With Issue 3 before voters, the Legislative Joint Auditing Committee turned in a report
today on the poor results of a foray into state-subsidized venture capital.
Issue 3 would unleash city, county and state officials to issue unlimited taxpayer-backed bonds to support private business investments. Are public officials up to the job?
Worth studying is the look at the results of the Venture Capital Investment Act
of 2001. It created the Arkansas Venture Capital Investment Trust
and then the Arkansas Institutional Fund
— funded by private capital and with a line of credit secured by $10 million from Arkansas Development Finance Authority
reserve funds and $60 million in transferable state income tax credits.
Net result as of Dec. 31, 2015? Net position of related investment activities was a NEGATIVE $7.6 million. Noted: The state ended its relationship with Cimarron Capital Partners,
the original private partner, Dec. 31.
Auditors concluded that the plan brought some investment to businesses in the state and no collateral had been expended as yet. But ...
* If the performance of the investment fund does not continue to improve, the solvency of the trust will become at risk. Collateral would have to be tapped, meaning a loss of general revenue dollars.

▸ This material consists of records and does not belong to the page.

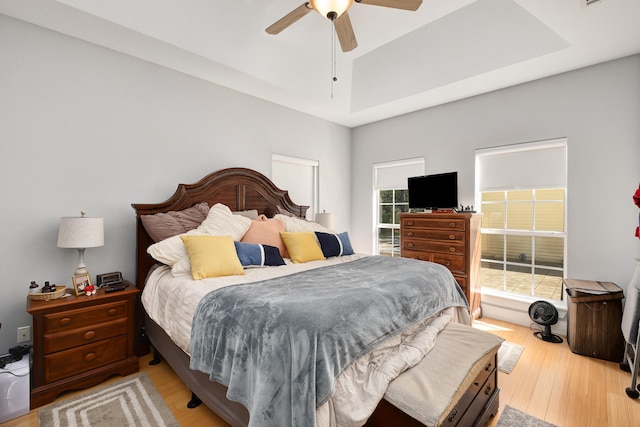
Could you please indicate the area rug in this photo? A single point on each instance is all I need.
(512, 417)
(508, 355)
(132, 401)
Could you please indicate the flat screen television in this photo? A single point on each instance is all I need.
(438, 191)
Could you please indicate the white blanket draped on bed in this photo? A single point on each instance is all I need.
(367, 378)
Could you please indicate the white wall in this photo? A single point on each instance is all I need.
(596, 108)
(83, 127)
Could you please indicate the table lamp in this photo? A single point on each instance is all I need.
(81, 233)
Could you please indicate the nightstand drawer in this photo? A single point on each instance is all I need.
(81, 336)
(67, 363)
(73, 319)
(434, 222)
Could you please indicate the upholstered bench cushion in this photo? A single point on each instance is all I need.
(429, 390)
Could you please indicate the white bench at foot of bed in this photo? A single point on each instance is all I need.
(456, 384)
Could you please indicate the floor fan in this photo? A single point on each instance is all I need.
(545, 314)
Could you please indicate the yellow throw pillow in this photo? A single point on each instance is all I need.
(212, 256)
(302, 246)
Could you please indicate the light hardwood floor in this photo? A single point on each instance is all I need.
(548, 382)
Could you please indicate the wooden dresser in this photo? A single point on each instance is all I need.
(452, 240)
(79, 341)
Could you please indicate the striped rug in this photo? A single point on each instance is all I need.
(131, 401)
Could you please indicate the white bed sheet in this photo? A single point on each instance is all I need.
(171, 302)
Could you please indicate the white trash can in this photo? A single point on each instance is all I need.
(14, 384)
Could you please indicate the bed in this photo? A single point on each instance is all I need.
(397, 392)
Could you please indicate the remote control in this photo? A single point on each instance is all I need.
(115, 288)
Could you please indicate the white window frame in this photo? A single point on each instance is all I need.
(391, 176)
(562, 183)
(314, 165)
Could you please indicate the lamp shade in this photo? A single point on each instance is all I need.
(325, 219)
(326, 7)
(80, 232)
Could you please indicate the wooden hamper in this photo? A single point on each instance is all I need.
(594, 318)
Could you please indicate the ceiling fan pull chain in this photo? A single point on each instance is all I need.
(333, 57)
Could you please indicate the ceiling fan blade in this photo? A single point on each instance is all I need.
(345, 33)
(289, 18)
(396, 4)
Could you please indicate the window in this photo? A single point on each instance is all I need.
(392, 198)
(522, 195)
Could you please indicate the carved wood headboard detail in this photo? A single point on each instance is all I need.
(238, 188)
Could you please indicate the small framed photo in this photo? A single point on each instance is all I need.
(80, 281)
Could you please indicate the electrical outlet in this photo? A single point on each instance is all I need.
(24, 334)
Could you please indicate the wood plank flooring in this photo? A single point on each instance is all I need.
(549, 382)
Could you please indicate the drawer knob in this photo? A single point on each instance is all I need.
(487, 390)
(452, 416)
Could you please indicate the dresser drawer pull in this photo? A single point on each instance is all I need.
(452, 416)
(487, 391)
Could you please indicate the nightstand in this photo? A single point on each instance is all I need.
(79, 341)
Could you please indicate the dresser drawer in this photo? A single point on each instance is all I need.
(67, 363)
(434, 222)
(451, 247)
(477, 395)
(73, 319)
(76, 337)
(431, 234)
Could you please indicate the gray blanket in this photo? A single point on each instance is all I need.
(278, 345)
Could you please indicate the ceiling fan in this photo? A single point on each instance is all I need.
(336, 11)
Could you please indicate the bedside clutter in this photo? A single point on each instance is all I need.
(594, 318)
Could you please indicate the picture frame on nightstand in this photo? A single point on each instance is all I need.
(80, 281)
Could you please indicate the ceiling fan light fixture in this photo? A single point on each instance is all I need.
(331, 9)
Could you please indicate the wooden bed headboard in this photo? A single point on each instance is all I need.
(238, 188)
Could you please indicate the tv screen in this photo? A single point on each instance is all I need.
(439, 191)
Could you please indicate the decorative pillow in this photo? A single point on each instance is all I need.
(212, 256)
(302, 246)
(266, 231)
(334, 244)
(251, 214)
(295, 225)
(163, 225)
(219, 222)
(256, 255)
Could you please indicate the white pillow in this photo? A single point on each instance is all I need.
(220, 221)
(295, 225)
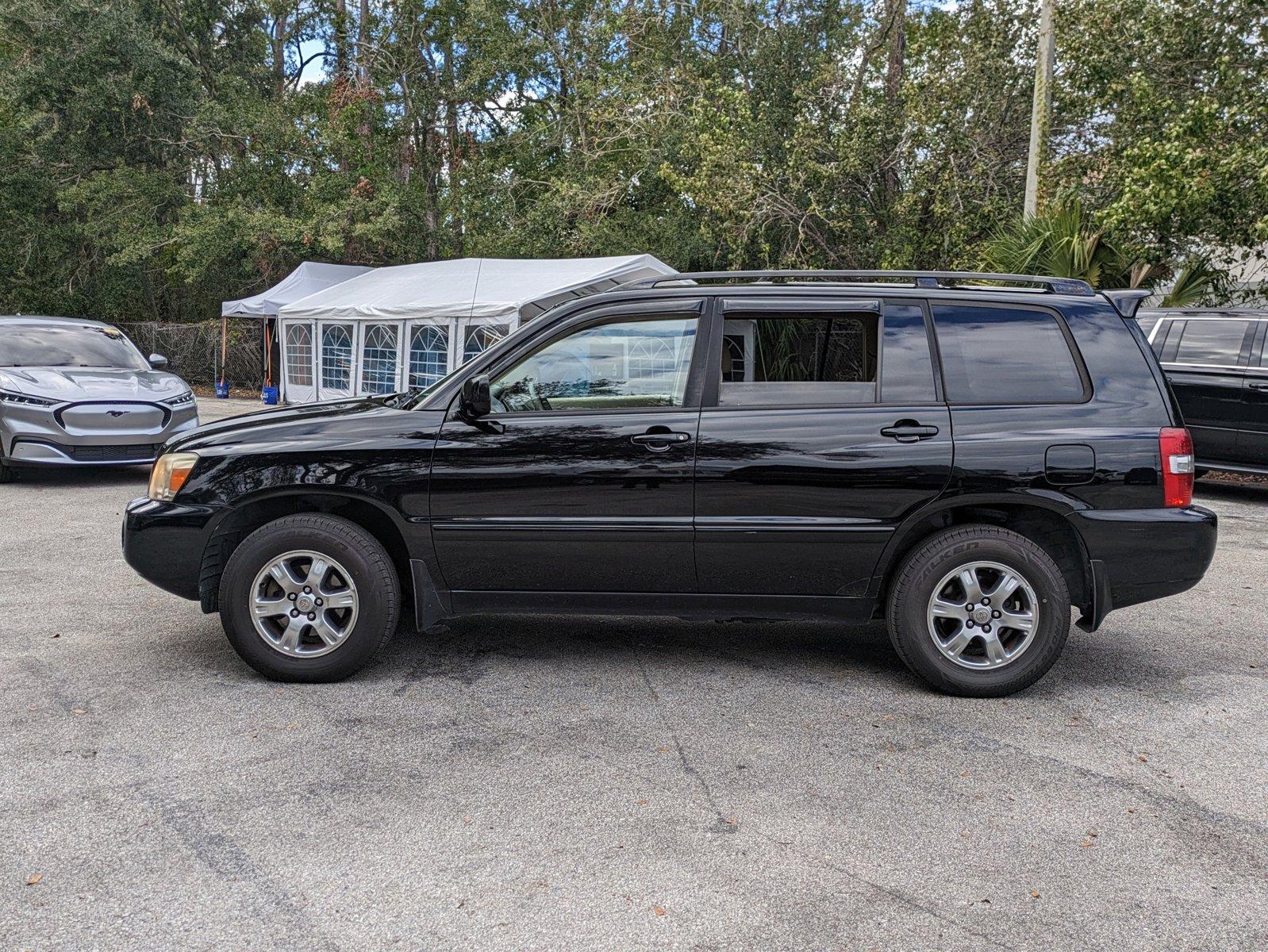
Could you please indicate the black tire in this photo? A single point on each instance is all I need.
(912, 589)
(358, 551)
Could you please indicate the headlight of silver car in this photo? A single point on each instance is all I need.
(169, 474)
(25, 400)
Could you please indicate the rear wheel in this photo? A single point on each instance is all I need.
(979, 611)
(309, 597)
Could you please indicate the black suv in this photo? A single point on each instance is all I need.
(1216, 363)
(965, 459)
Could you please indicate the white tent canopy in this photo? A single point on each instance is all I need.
(471, 286)
(309, 278)
(409, 324)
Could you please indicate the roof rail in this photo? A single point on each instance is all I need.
(920, 279)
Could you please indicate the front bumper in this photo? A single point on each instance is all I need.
(163, 542)
(88, 435)
(1144, 555)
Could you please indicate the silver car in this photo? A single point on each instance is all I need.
(79, 393)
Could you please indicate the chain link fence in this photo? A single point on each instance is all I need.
(193, 351)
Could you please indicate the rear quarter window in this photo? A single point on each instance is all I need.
(1211, 341)
(1006, 355)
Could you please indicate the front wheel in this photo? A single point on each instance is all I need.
(979, 611)
(309, 597)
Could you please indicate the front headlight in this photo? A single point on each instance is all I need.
(169, 474)
(182, 401)
(25, 400)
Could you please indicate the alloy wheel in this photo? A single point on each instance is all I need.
(983, 615)
(303, 604)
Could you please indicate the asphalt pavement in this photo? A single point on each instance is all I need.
(551, 784)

* The deal was better for Cimarron Capital Partners than it was for the state. Cimarron made $5.1 million in fees and retained ownership in investments, plus its losses were capped at $100,000. The state fund is left with a $24.2 million loan balance and investment equity of $16.6 million, producing the $7.6 million negative position.
* Constitutional questions remain about using a state agency, ADFA, and its employees, to essentially hold an equity position in a private business. Auditors suggest getting an attorney general's opinion.
* A potential $60 million contingency exists for the state from the tax credit program. This could come into play if the fund has losses not covered by the line of credit or reserve funds.
The link provided above on the audit includes a list of funds and individual businesses in which the state-backed money has been put to use.
It raises again the question: Do we really want to EXPAND government investing in private business, even at the city level?
Vote for private enterprise and a free market.
VOTE NO ON ISSUE 3.
PS: In a related matter, the auditors reviewed cost-benefit analysis
of the various direct subsidies and tax breaks handed out to private business as economic incentives. The study covered 46, not all, recipients of state money. It didn't attempt to evaluate job creation of the 22 that only received sales tax rebates on new equipment and buildings. Of the others, most had favorable cost-benefit ratios, the report said. An exception was money given for in-house research and development projects. In the 24, the state invested more than $10,000 in each of 1,400 new jobs, or about $14 million for a payroll that reached $66 million in the final year of the projects financed. Unexplored is whether those investments would have come to Arkansas without the public money.
PPS: The committee also got its report on the outcome of matters referred to prosecuting attorneys around the state in 2015. Some charges filed; no action in some cases; some cases remain un
der review. In Pulaski County, the prosecutor reported, for example, that he was still awaiting work by "other agencies" on a dispute over radiology billings concerning UAMS, UAMS employees and private entities. Prosecutor Larry Jegley also said criminal perjury charges were "not viable" over questions of Joint Audit testimony from the state treasurer's office in 2013. He noted: "The perpetrator is in federal penitentiary for related criminal activity." This refers to Martha Shoffner, the former treasurer, convicted of accepting bribes in return for state bond business.